Thursday, 16 October 2014

Rafizi Kantoi Menipu Dalam Jumlah Kutipan Cukai Kereta.

I am not sure how Rafizi Ramli gets his numbers from. Does he pluck it from thin air or uses the same faulty MS Excel that DAP uses to calculate their CEC elections results? Yesterday, Rafizi Ramli "revealed" that the govt collects RM17.3 billion in all car taxes. 

However, official figures shows a tax collection of RM7b to RM8b a year. http://tinyurl.com/ln4f9jv

Even this panda-looking fella in his video says RM7.3billion:http://www.youtube.com/watch?v=nxjmGrkLVBM

So, how come last year, Rafizi says RM7.3 billion and suddenly this year, the figure becomes RM17.3billion? Are you making numbers up, Rafizi or Excel error. Rafizi also says that the  govt spends RM13.7 billion in fuel subsidies.

However, as our govt had said, "despite the cut in subsidy, the government would still need to spend more than RM21 billion on RON95, diesel and liquefied petroleum gas subsidies for this year." So, RM21 billion is still more than the RM 17.3 billion alleged by Rafizi and certainly a whole lot more than the actual RM7.3 billion in car taxes.

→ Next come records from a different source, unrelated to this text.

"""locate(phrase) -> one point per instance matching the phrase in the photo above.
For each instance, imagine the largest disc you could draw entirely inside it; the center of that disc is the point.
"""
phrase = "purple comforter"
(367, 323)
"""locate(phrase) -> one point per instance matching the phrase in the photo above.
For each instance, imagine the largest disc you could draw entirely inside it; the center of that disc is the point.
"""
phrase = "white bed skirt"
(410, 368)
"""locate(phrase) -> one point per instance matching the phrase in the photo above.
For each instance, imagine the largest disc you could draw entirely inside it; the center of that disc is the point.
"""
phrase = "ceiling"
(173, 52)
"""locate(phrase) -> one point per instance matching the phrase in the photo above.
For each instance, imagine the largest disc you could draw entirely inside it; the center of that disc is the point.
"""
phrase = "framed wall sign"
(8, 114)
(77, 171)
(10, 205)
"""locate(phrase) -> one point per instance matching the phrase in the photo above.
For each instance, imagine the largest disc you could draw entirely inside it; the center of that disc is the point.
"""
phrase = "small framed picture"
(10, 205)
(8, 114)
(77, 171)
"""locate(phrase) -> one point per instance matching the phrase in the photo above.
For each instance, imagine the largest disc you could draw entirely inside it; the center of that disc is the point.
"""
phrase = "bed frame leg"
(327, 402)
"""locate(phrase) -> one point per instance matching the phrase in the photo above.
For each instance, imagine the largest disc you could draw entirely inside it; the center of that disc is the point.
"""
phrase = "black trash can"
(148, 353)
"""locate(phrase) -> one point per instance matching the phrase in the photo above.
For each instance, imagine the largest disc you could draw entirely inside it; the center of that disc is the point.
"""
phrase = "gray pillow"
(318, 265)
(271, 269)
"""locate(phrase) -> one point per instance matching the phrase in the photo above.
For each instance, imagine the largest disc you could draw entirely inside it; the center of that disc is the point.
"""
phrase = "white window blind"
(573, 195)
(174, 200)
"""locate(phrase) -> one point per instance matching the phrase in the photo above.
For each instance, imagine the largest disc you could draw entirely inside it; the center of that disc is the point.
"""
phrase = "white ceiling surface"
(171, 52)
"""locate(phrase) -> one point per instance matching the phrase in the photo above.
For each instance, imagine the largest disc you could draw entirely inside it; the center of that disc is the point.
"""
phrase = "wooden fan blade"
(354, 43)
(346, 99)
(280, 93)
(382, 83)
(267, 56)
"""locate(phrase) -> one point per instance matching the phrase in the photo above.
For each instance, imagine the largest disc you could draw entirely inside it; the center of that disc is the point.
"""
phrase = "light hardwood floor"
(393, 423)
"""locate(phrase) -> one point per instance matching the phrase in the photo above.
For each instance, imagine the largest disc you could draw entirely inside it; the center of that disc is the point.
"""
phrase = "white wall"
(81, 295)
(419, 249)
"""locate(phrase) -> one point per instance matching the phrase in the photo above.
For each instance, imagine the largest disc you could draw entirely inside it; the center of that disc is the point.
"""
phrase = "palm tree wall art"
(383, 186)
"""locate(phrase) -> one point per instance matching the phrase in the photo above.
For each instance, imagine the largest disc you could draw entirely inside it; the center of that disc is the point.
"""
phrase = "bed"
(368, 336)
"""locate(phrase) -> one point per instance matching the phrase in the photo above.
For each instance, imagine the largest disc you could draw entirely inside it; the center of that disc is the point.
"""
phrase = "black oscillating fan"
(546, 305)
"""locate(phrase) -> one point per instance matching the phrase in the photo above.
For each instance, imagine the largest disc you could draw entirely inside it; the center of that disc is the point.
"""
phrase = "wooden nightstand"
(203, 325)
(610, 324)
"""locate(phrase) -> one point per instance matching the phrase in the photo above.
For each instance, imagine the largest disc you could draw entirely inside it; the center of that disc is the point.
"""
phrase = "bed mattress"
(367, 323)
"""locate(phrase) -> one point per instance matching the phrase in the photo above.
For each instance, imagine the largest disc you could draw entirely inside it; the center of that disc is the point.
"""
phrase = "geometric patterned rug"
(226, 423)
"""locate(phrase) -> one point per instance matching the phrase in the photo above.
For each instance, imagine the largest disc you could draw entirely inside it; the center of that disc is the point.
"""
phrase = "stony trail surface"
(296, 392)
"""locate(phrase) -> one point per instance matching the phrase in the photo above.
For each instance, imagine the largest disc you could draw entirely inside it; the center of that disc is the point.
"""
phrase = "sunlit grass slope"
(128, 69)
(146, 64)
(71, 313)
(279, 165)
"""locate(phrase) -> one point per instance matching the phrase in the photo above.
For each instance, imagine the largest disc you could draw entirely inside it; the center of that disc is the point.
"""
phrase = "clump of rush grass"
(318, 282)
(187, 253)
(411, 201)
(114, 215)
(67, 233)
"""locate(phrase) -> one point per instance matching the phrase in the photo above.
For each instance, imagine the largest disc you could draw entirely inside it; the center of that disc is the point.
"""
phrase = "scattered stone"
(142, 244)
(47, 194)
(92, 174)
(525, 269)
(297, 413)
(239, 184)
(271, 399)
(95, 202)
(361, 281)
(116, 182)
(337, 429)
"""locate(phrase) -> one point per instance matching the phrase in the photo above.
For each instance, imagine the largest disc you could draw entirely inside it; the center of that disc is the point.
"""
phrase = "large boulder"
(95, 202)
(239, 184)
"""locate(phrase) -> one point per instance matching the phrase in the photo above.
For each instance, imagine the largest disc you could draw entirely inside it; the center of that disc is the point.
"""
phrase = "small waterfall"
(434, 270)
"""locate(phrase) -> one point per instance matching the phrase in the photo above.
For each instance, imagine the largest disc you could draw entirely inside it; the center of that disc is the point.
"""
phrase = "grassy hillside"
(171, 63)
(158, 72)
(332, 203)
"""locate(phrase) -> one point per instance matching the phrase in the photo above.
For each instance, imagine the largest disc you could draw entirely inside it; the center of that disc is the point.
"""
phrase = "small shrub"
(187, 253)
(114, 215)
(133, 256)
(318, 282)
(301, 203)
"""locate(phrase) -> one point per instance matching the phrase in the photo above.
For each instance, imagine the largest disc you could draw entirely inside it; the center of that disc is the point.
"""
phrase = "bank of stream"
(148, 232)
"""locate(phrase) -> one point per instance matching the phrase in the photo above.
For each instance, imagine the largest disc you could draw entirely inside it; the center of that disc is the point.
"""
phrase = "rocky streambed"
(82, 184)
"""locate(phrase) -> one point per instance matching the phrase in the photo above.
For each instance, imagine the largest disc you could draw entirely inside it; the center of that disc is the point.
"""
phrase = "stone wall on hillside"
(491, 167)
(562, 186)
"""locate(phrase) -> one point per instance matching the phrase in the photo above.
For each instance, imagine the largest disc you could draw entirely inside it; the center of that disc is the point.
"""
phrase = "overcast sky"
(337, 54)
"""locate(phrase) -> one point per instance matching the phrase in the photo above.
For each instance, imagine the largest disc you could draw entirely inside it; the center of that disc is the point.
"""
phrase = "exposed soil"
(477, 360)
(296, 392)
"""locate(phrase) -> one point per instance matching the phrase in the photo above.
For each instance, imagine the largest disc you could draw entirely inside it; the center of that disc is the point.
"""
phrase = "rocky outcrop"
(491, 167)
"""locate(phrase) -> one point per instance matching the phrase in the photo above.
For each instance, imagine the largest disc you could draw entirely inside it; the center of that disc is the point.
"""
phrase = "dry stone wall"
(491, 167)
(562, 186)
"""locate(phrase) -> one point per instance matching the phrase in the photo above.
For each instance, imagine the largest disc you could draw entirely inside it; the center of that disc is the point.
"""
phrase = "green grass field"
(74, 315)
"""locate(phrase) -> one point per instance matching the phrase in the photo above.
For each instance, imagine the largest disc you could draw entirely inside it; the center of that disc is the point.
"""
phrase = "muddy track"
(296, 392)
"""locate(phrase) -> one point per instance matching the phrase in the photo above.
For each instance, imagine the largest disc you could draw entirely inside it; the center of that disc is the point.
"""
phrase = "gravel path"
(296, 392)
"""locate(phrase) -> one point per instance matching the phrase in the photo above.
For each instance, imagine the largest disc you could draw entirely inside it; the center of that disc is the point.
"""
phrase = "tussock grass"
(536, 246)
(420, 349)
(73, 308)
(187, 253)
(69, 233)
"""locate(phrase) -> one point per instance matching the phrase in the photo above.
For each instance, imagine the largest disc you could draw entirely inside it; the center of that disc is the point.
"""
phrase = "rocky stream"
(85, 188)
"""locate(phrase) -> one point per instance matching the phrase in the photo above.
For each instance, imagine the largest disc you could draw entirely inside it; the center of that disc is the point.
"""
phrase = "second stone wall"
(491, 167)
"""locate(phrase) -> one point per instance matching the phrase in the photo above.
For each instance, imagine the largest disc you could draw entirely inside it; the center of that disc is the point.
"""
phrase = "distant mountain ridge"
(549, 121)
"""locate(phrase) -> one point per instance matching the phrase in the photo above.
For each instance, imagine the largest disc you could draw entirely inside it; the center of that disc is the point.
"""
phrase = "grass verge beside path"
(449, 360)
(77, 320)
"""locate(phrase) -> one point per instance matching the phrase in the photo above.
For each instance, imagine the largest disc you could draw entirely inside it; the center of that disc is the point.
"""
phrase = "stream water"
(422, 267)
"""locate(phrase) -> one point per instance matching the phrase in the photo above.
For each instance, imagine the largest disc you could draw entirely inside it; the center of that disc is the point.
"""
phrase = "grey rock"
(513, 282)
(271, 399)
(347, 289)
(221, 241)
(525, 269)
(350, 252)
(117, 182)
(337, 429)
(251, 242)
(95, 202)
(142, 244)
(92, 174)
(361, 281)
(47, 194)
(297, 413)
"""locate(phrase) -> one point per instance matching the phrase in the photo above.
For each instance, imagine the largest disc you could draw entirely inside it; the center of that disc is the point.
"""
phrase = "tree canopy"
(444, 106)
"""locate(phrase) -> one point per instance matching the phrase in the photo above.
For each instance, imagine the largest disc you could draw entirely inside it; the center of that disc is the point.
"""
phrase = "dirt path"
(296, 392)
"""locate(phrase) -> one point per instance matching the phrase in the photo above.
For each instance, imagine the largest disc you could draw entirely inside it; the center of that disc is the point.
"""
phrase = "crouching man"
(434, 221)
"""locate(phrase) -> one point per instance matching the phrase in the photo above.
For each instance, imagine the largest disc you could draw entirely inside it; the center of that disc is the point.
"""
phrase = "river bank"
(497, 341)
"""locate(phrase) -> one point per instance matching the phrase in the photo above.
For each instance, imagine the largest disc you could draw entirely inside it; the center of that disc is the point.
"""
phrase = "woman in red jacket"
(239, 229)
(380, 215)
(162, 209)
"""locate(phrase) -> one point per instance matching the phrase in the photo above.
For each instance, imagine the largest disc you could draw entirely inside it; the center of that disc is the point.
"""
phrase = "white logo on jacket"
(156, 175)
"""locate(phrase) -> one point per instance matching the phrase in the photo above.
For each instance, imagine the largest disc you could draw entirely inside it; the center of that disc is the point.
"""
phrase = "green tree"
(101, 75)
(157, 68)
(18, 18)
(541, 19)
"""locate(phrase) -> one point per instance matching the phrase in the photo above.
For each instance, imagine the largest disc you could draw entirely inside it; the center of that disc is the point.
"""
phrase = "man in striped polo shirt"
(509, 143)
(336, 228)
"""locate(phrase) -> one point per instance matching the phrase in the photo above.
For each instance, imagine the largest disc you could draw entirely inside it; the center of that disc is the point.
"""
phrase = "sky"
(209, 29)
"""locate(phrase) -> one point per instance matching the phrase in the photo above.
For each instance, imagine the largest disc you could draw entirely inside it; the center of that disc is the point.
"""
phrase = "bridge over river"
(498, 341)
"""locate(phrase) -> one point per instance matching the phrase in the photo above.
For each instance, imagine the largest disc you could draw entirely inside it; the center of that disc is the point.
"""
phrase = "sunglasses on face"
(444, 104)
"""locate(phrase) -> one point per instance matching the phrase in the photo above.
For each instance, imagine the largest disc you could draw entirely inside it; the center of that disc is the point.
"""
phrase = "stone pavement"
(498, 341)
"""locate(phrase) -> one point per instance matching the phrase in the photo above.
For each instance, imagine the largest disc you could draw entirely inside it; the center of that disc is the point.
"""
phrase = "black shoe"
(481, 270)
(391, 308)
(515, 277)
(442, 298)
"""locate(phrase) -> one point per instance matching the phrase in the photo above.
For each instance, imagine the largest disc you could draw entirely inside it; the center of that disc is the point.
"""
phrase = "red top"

Rafizi seems to simply throw out numbers as and when he likes. Maybe Microsoft should refund him his faulty copy of MS Excel or perhaps Rafizi should stop using pirated Excel if he didn't pay for it. In actual practice, Malaysia's car taxes are not that high on the low-to-middle range cars and this is why the car prices of mid-range cars such as Honda City and Toyota Vios does not differ much between Malaysia, Thailand and Indonesia. Singapore is of course a whole lot more expensive.

Contrary to popular belief, Malaysia's car prices are not the second highest in the world for all cars but only on certain categories of cars that have very high CC and are 100% imported. Let's have a look at these data from EconsMalaysia on car taxes collected :

"Actual sales of passenger vehicles reached RM74.85 billion in 2012, while excise duty collection on the same reached RM7.14 billion. My calculator says that the average excise duty levied is thus just 9.5% of sales.

That’s a far cry from the 40% implied by a straight line calculation. The idea that cutting out the excise duty for cars alone would see prices drop that much is thus largely wishful thinking.

In fact, for the average Malaysian family car (national or otherwise), the 9.5% estimate would be conservative since excise duty progressively increases for larger cars and for fully imported cars. The tax burden is lower for entry-level and mid-sized sedans, but so too would any reduction in prices from abolishing excise duty.

For one thing, unlike the sales tax, the excise duty on cars is not a flat rate based on manufacturer’s retail prices, but is actually adjusted downward for local content i.e. the published rate is just the maximum rate and won’t apply to all cars equally.Both the nominal and effective rate of excise duty can and would be considerably lower in practice.


Second, from what I’ve been made to understand, excise duty is levied on the ex-factory price and not at the distribution level, which means that it doesn’t take into account the profit margin on distribution."